[chef] Re: Re: Re: Re: Re: Problem accessing databag from node


Chronological Thread 
  • From: Jay Feldblum < >
  • To:
  • Subject: [chef] Re: Re: Re: Re: Re: Problem accessing databag from node
  • Date: Fri, 9 Dec 2011 19:18:28 -0500

Chef is a distributed system. Using search would be a good approach, so long as your code takes that into account. If you go that route, you don't rely on timing; rather, you code for the fact that timing may be "off." I don't think that's sloppy - I think it's part of what it means for nodes to "converge" over time, over multiple runs, to a final "finished" state.

For example, to bring up a cluster, here's what you can do. Add a normal-level attribute on a first node indicating it is the seed node (don't add that attribute to any other node). Then during a convergence, each node will only create the cluster if it is the seed node, and will only add itself to the cluster if some other node is the seed node (found by search) and that node is reachable and healthy.
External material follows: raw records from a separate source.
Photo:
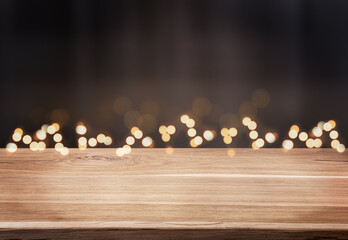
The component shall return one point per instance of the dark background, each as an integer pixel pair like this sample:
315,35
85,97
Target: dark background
81,55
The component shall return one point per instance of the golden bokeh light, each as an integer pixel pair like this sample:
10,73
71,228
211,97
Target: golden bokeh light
40,134
108,141
82,141
208,135
138,134
335,143
162,129
233,132
81,129
310,143
317,142
270,137
191,132
253,134
303,136
198,140
92,142
224,132
333,134
16,137
184,118
293,133
147,141
27,139
11,147
231,152
19,131
57,137
252,125
166,137
101,138
227,139
190,123
317,132
130,140
171,129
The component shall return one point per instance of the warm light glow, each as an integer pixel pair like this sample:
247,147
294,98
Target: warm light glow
252,125
335,144
224,132
108,141
332,123
191,132
333,134
293,133
232,132
19,131
82,141
317,132
341,148
260,142
27,139
40,134
81,129
92,142
317,142
130,140
171,129
227,139
101,138
120,152
64,151
147,141
166,137
184,118
287,144
303,136
190,123
208,135
56,127
327,126
16,137
162,129
310,143
138,134
270,137
246,121
59,147
41,146
57,137
198,140
51,129
253,134
11,147
126,149
295,127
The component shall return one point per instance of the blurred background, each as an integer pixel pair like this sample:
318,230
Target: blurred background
117,64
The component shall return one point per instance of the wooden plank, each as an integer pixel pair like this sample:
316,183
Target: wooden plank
190,194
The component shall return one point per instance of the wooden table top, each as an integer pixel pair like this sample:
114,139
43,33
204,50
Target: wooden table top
204,191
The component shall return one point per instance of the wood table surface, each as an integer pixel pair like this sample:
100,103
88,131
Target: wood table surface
189,194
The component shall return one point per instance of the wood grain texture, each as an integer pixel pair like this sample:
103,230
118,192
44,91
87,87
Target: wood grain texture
190,194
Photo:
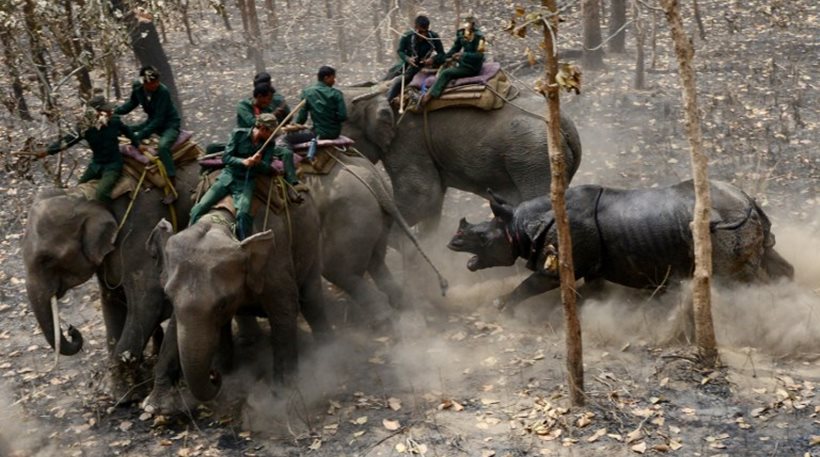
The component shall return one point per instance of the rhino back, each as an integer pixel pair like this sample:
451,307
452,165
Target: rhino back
646,235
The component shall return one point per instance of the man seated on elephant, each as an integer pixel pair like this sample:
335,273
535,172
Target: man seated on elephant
244,159
467,52
249,108
163,118
278,105
326,106
100,129
415,52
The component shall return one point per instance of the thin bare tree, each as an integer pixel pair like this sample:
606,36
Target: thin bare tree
593,55
701,281
558,185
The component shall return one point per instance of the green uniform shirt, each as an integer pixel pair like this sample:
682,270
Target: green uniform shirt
326,106
246,111
162,114
471,58
104,142
413,45
241,146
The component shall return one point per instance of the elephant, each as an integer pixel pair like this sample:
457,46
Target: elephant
639,238
464,148
68,239
211,277
356,207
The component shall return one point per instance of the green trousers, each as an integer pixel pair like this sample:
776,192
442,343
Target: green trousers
108,177
448,75
242,193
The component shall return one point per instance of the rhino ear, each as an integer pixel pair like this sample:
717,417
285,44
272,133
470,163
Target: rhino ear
501,209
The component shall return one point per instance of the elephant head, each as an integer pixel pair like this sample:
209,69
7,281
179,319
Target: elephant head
370,121
65,243
208,275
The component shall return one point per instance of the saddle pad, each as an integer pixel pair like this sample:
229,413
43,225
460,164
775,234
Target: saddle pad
488,71
340,142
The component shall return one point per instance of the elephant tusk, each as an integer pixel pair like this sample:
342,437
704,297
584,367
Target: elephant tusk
57,333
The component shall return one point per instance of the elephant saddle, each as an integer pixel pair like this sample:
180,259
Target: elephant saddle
270,190
485,91
135,162
323,161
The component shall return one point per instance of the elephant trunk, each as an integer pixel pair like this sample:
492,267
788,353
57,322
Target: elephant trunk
197,346
44,304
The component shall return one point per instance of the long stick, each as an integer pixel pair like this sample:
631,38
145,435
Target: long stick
401,97
284,121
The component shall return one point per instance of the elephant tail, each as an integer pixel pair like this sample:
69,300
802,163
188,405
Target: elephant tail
385,199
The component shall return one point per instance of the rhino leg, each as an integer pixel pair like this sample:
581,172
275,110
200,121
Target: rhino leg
536,284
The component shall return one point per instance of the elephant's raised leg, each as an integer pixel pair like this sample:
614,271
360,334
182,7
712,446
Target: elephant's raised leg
312,305
164,398
114,308
282,309
383,277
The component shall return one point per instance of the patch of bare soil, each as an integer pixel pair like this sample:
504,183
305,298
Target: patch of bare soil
454,377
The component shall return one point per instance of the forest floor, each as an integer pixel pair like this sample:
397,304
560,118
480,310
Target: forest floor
456,377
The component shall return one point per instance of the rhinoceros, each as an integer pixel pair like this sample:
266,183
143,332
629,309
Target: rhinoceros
638,238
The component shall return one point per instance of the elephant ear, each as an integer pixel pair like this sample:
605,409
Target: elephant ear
501,209
257,248
379,123
99,232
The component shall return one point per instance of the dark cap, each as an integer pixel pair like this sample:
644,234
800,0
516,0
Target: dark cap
99,103
267,120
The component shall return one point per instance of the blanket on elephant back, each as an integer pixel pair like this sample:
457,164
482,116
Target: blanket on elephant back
264,188
184,151
474,92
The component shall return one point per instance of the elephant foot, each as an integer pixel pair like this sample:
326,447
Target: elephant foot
163,400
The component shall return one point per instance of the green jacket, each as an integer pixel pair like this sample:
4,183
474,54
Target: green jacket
470,56
162,114
246,112
326,106
413,45
104,143
241,146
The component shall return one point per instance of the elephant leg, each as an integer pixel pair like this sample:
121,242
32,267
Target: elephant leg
535,284
383,277
114,311
141,321
282,310
163,398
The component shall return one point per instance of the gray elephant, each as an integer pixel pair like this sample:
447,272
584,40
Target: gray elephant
210,278
464,148
357,209
637,238
68,239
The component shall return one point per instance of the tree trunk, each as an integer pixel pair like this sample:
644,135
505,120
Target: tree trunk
572,326
19,106
699,20
378,37
38,55
593,54
617,30
701,281
270,6
255,42
148,50
183,6
639,39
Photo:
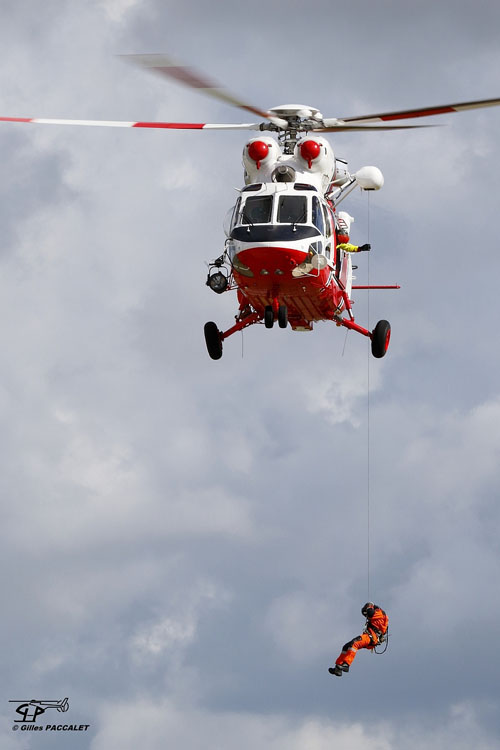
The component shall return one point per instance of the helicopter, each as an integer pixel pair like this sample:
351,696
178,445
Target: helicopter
287,253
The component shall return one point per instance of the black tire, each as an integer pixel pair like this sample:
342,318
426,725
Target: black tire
381,336
282,316
269,316
213,340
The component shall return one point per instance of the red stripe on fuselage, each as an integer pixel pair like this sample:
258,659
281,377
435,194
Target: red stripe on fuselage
171,125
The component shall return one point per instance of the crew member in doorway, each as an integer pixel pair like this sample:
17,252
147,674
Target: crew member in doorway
344,222
374,633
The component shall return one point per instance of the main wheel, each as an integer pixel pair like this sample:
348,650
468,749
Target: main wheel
282,316
269,316
213,340
381,335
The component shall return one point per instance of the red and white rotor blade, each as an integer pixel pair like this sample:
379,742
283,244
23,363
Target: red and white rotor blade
164,65
421,112
123,124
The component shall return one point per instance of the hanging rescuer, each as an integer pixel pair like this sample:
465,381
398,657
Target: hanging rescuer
375,632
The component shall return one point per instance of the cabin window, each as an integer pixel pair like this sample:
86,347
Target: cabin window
292,209
257,210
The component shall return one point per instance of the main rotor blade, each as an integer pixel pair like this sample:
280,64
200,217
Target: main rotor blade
123,124
422,111
165,66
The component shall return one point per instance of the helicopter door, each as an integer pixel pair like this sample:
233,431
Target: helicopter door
328,235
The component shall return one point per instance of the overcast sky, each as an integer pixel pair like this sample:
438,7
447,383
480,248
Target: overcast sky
184,542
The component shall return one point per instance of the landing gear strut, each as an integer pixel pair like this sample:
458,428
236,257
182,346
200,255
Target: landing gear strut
381,335
213,340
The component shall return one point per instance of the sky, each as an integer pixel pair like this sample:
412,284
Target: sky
184,543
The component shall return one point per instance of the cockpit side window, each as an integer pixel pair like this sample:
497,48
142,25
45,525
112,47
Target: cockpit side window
257,210
318,220
292,209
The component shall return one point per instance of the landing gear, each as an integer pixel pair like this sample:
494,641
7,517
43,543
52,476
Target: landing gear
213,340
282,316
381,335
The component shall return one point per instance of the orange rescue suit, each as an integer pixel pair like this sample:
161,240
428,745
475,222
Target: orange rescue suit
376,626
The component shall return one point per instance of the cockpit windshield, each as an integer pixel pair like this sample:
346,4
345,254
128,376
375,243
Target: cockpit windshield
292,209
257,210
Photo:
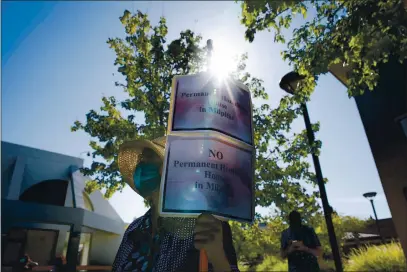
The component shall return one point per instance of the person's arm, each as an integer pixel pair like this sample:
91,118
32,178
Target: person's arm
215,237
317,252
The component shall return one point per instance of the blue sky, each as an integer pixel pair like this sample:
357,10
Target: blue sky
56,66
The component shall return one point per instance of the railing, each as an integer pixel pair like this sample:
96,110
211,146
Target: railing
78,268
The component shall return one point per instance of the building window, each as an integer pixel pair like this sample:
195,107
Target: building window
87,202
49,192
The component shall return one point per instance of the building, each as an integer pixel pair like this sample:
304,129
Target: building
383,113
47,213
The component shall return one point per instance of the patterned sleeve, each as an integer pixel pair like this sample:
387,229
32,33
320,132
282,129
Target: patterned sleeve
284,240
125,248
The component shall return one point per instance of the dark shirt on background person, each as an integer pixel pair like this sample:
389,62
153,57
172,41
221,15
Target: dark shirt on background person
300,245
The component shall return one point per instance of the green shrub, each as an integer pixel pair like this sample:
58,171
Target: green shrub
272,263
387,257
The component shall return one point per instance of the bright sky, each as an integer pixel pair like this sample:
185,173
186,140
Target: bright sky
56,66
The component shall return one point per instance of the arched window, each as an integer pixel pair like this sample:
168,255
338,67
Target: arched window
50,192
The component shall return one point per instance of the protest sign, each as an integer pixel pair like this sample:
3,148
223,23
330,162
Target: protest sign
207,173
202,102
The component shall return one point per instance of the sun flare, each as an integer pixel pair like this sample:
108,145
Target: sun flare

The seed node might not be the primary node coordinating the cluster, but any node should be able to find the primary node by asking the seed node what the primary is. If the original seed node fails at a later point and needs to be removed from the cluster, just delete that node object from the chef-server and make a different node the new seed node (by setting that specific normal-level attribute) before bringing up any new nodes into the cluster. Note that normal-level attributes may be set via knife or via the webui, and that they persist across chef-client runs. You can use the node tags for the purpose of the seed attribute, since node tags are normal-level attributes and are easily edited via the CLI (`knife tag create NODE TAG`) without requiring an editor. There is certainly room for extension and variation - for example, to eliminate the SPOF where there can only be one seed node.

- Jay Feldblum

On Fri, Dec 9, 2011 at 6:39 PM, Michael Glenney < "> > wrote:
The use case here is clustering.   The first node that comes up would search the databage for an item named the deployment id.  If it doesn't find an item with that name it would create the item and within that item state that it is the master.  The next node to come up with that deployment id would find that item and extract the master node info.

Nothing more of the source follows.